When green meets greed
COLUMBIA, Mo 5/2/14 (Beat Byte) -- An online petition asking the Columbia City Council to reduce a $4.60 per transaction utility bill payment fee has reached 810 signatures with no signature gatherers and little publicity.   Petition signers have left over 100 angry, frustrated, and well-reasoned comments on the petition's website.  

"This charge is not necessary," writes petition signer Kim Politte.  "It shouldn't cost anything to pay a bill electronically."

Council members approved the fee last September to offset credit card processing charges.  But petition organizers say it goes too far.   
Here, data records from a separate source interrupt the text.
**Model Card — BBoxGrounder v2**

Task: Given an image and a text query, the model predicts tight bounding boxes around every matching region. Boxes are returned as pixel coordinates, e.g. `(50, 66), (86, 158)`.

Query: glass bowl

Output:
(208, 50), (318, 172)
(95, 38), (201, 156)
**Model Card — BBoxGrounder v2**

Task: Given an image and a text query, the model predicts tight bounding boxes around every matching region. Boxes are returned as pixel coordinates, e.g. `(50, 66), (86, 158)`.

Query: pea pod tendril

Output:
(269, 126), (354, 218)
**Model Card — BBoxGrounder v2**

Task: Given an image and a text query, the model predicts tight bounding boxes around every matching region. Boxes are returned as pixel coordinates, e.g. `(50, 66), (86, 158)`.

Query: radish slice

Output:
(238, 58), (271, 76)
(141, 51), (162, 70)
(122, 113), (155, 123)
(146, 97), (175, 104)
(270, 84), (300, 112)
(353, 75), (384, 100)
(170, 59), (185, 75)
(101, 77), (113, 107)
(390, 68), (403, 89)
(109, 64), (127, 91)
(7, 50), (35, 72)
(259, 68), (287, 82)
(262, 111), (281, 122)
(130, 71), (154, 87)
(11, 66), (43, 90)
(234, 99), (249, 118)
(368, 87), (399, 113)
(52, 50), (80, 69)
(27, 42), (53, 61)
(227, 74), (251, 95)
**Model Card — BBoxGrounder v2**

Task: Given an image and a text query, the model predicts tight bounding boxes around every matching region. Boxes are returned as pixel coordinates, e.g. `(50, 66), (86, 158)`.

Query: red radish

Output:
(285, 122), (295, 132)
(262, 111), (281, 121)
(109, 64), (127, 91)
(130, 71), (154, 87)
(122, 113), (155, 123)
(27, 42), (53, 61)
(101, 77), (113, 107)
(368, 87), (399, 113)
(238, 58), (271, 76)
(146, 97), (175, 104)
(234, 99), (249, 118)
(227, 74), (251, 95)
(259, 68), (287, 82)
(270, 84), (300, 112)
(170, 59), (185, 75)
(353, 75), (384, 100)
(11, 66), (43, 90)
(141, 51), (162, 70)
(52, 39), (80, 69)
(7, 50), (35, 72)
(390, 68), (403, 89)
"We see this fee as a penalty to Columbia residents that look for the greener option," says organizer Austin Kolb.  It is a "universal charge for all online payments including direct bank transfers (which our estimated cost is 30 cents per transaction).  This means the city will collect $51.60 in annual profit from every residence in Columbia that pays their bill online."   

Signers say City Hall should not discourage going green.   "The 4.50 fee is a 10% increase on my utility bill if I decide to use the greener option of online bill pay," wrote Nate Thompson

By pushing ratepayers away from paper- and car-free online options, the utility payment fee illustrates a fundamental hypocrisy among so-called "progressive" Council members, who now hold a 4-3 majority.   While they push for initiatives such as hiring a "sustainability director," they frequently forsake green goals when money is on the line.   The nearly $25 million recently spent on downtown parking garages is a striking example.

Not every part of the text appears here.